DP — Building Maximum Square Sizes Bottom-Right — Watch how each dp[i][j] is computed from its three neighbors (above, left, diagonal). The value represents the largest all-ones square ending at that cell AND the count of squares ending there.

Algorithm

  1. Create a dp table of size m × n.
  2. Initialize: for the first row and first column, dp[i][j] = matrix[i][j].
  3. For each interior cell (i, j) where i ≥ 1 and j ≥ 1:
    • If matrix[i][j] = 0, set dp[i][j] = 0.
    • If matrix[i][j] = 1, set dp[i][j] = min(dp[i-1][j], dp[i][j-1], dp[i-1][j-1]) + 1.
  4. Return the sum of all dp[i][j] values.

Code

#include <vector>
#include <algorithm>
using namespace std;

class Solution {
public:
    int countSquares(vector<vector<int>>& matrix) {
        int m = matrix.size(), n = matrix[0].size();
        vector<vector<int>> dp(m, vector<int>(n, 0));
        int count = 0;
        
        for (int i = 0; i < m; i++) {
            for (int j = 0; j < n; j++) {
                if (matrix[i][j] == 1) {
                    if (i == 0 || j == 0) {
                        dp[i][j] = 1;
                    } else {
                        dp[i][j] = min({dp[i - 1][j], dp[i][j - 1], dp[i - 1][j - 1]}) + 1;
                    }
                }
                count += dp[i][j];
            }
        }
        
        return count;
    }
};
class Solution:
    def countSquares(self, matrix: list[list[int]]) -> int:
        m, n = len(matrix), len(matrix[0])
        dp = [[0] * n for _ in range(m)]
        count = 0
        
        for i in range(m):
            for j in range(n):
                if matrix[i][j] == 1:
                    if i == 0 or j == 0:
                        dp[i][j] = 1
                    else:
                        dp[i][j] = min(dp[i - 1][j], dp[i][j - 1], dp[i - 1][j - 1]) + 1
                count += dp[i][j]
        
        return count
class Solution {
    public int countSquares(int[][] matrix) {
        int m = matrix.length, n = matrix[0].length;
        int[][] dp = new int[m][n];
        int count = 0;
        
        for (int i = 0; i < m; i++) {
            for (int j = 0; j < n; j++) {
                if (matrix[i][j] == 1) {
                    if (i == 0 || j == 0) {
                        dp[i][j] = 1;
                    } else {
                        dp[i][j] = Math.min(Math.min(dp[i - 1][j], dp[i][j - 1]), dp[i - 1][j - 1]) + 1;
                    }
                }
                count += dp[i][j];
            }
        }
        
        return count;
    }
}

Complexity Analysis

Time Complexity: O(m × n)

We iterate over every cell exactly once. For each cell, the computation (min of three neighbors plus addition) takes O(1). Total: O(m × n). With m = n = 300, this is 90,000 operations — blazing fast.

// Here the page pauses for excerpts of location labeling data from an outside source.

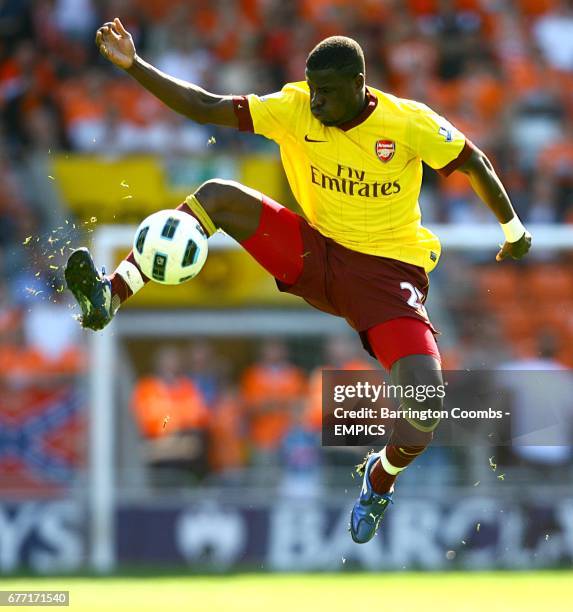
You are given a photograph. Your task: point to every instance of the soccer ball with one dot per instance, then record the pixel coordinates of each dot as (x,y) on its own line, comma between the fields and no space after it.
(170,247)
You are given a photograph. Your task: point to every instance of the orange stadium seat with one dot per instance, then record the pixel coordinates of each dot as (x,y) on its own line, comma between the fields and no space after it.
(499,285)
(535,7)
(516,323)
(549,282)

Space Complexity: O(m × n)

The dp table has the same dimensions as the input matrix. This can be optimized to O(n) by storing only the current and previous rows, since dp[i][j] depends only on dp[i-1][j], dp[i][j-1], and dp[i-1][j-1]. However, the O(m × n) version is simpler and sufficient for the given constraints.